Former Goldman Sachs employee Greg Smith caused quite a stir when he took to the New York Times op-ed page to explain why he was leaving Goldman Sachs after 12 years. Smith, who the Times identified as a London-based executive director for Goldman heading the firm’s United States equity derivatives business in Europe, the Middle East and Africa, described a company where senior employees disparage clients as “muppets” and where workers push deals irrespective of their clients’ needs or wishes.  It was this wanton disregard and disrespect for clients that finally led him to leave Goldman, he wrote, inspiring his explosive good-bye letter. (By noon on the day the op-ed was published, Goldman Sach’s stock had fallen over 3%.  Financial shares on the S&P 500 fell over half a percent).   

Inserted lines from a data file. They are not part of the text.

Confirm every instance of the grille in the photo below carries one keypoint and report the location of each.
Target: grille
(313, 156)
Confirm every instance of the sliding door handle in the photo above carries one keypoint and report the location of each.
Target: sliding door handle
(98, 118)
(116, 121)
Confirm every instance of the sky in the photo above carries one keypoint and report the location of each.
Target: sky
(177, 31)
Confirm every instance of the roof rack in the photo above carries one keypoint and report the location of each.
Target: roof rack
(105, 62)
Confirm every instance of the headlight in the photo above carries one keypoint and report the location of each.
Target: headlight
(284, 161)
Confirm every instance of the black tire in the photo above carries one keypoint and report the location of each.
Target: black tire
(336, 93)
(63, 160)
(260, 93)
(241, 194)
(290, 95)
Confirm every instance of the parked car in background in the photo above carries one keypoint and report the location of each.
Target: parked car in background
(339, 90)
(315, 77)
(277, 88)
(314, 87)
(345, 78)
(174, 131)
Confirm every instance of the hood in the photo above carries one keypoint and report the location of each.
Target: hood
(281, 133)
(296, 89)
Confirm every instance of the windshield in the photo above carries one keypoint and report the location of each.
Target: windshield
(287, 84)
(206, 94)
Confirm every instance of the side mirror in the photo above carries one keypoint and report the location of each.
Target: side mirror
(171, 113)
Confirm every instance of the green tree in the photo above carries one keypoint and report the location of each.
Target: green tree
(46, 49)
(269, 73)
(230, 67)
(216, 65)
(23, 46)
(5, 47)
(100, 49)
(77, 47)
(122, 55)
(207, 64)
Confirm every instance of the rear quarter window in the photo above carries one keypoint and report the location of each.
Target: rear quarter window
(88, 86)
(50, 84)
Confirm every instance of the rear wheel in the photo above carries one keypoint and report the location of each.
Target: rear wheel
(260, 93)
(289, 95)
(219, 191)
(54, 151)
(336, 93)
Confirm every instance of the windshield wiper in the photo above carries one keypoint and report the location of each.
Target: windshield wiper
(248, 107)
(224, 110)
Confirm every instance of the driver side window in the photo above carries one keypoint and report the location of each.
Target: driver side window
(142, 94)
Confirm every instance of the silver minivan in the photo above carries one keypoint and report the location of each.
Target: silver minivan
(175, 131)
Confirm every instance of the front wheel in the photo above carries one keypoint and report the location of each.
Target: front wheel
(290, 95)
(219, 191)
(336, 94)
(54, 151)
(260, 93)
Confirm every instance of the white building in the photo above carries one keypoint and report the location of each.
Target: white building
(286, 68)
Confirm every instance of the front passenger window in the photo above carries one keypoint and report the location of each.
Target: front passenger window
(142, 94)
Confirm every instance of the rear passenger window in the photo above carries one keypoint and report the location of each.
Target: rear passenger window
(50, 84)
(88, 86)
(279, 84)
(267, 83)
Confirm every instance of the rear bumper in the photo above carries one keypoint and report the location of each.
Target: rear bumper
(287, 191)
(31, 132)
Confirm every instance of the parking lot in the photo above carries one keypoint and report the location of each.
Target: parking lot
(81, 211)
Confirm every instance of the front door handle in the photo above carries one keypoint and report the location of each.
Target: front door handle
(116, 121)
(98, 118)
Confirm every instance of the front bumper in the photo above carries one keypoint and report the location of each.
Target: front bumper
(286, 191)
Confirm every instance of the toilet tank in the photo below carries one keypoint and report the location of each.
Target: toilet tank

Smith reminds us that if you want to really know how a company or an organization functions from the inside, it’s worth taking the time to track down and carefully interview former employees.  Sure, a current insider would be preferable, but with any mole, the odds of convincing them to tell you all they know are slim.  After all, they still work there, and they have to make sure to protect their identity while guarding their interests.  Former employees have fewer such fears.  Like Smith, former employees can be outspoken because they are no longer beholden to the organization, or because they no longer fear being fired for their candor. 

And senior-level former employees are not the only ones worth tracking down.  The day the op-ed was published, some in the business press alleged that Smith was just a disgruntled low-level employee, resentful perhaps about how little he’d moved up during his tenure at Goldman, here and here

Certainly it’s always important to assess whether an employee has genuine information or just an axe to grind, but just because an employee is low on the totem pole doesn’t mean that their insight into the company is any less valuable. 

Lower-level employees may still know the key players in an organization and how decisions are made.  They also have personal insight on a company’s corporate culture and how former co-workers were perceived.  And while they may not have been leading the meetings or writing the emails that conveyed sensitive information, they may still have been in attendance, or received copies of those messages. 

An employee’s low stature in the company food chain is not a reason to discredit what they say altogether—it is just something to factor in when weighing how much credence to give the information or opinion they offer.